THE BAPTISM OF MAGDI ALLAM
Magdi Allam is the deputy director of the Italian newspaper, Corriere della Sera. As a professing but nominal Muslim, Allam wrote many pieces that were critical of Islam and supportive of Israel. Because of this, Allam has received death threats and had fatwas issued against him, requiring him to live under police protection for the past five years.
The terrorism he has witnessed and the persecution he has suffered drove him to re-examine Islam and to reassess Christianity, especially after Pope Benedict's September 2006 address at Regensburg, which highlighted the unreasonableness of violence in religion.
Magdi Allam testifies: "Thus, I finally saw the light, by divine grace -- the healthy fruit of a long, matured gestation, lived in suffering and joy, together with intimate reflection and conscious and manifest expression . . . The miracle of Christ's resurrection reverberated through my soul, liberating it from the darkness . . . " (For Magdi Allam's testimony, see LINK 2)
Magdi Allam was baptised by Pope Benedict XVI in St Peter's on Easter Saturday during the Easter vigil. (LINK 3)
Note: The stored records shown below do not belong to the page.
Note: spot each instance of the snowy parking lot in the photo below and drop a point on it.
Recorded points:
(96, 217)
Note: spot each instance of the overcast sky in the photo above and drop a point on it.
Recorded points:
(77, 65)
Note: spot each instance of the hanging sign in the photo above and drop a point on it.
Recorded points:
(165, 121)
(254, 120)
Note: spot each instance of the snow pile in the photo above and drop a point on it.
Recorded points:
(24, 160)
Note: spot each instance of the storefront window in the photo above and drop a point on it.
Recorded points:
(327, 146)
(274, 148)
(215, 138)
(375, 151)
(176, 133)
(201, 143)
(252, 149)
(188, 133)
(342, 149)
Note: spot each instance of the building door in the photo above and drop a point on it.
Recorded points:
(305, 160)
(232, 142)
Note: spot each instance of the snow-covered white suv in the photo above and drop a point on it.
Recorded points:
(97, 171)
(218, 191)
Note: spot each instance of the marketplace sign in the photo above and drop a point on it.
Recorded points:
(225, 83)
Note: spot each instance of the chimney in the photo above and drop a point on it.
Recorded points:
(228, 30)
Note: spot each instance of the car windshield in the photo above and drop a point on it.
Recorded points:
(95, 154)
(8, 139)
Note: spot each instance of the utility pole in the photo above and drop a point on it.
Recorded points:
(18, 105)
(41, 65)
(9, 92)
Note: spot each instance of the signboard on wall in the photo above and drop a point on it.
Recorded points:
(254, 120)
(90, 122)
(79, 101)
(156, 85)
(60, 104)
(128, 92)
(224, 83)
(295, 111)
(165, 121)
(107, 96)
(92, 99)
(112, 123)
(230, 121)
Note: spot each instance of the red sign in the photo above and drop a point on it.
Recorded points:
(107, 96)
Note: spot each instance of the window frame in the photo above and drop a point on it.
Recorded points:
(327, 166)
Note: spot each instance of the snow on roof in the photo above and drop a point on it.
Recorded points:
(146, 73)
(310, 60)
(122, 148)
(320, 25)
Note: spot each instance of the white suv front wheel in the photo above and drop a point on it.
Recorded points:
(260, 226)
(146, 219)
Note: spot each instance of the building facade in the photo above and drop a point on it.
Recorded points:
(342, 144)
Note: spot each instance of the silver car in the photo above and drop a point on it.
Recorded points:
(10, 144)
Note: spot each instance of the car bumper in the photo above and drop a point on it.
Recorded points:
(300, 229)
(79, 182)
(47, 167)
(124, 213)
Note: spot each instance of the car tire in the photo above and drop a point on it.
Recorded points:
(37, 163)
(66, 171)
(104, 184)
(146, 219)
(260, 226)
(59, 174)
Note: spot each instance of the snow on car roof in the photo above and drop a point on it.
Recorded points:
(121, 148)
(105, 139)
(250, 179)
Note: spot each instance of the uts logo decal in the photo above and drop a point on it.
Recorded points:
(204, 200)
Numerous Islamic scholars immediately condemned the event. Aref Ali Nayed, director of the Royal Islamic Strategic Studies Centre in Amman, Jordan, criticised what he called "the Vatican's deliberate and provocative act of baptising Allam on such a special occasion and in such a spectacular way. It is sad," said Nayed, "that the intimate and personal act of a religious conversion is made into a triumphalist tool for scoring points." Nayed opined that this would negatively impact Christian-Muslim dialogue, and called on the Vatican to "distance itself from Allam's discourse". (LINK 4)
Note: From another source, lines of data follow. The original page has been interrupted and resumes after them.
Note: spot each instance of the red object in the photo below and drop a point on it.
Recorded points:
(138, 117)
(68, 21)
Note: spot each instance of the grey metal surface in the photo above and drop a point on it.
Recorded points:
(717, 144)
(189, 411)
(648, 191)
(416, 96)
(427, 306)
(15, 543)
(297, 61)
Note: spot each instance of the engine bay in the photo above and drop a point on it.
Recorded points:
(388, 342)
Yahya Pallavicini, a Milanese imam who is the vice-president of Italy's Islamic Religious Community, patronisingly described Allam's baptism "as an 'honest intellectual mistake' that had been committed with the complicity of the Vatican". Pallavicini told Italy's Adnkronos International (AKI) that he was embarrassed by the Pope's "indelicate choice of advisors" -- as if the Pope is without authority or lacking discernment and is vulnerable to the machinations of cunning Islamophobic conspirators! (LINK 5)
AKI reported: "Pallavicini agreed with Nayed in his attack on the baptism saying it put at risk the dialogue between Muslims and Christians." The implication is that Christian-Muslim dialogue can only proceed if the Church agrees to honour Islam's claim to life-long legal ownership of the hearts and minds and bodies of all Muslims irrespective of the individual's basic human right to believe according to his/her reason and conscience. Such a caveat leaves little space for meaningful dialogue.
Like Nayed and Pallavicini, Italy's deputy foreign minister for Middle East affairs, Ugo Intini, also criticised Allam's "very harsh condemnation" of Islam and called on the Vatican "after the emphasis given to Allam's conversion, to distance itself clearly from his statements".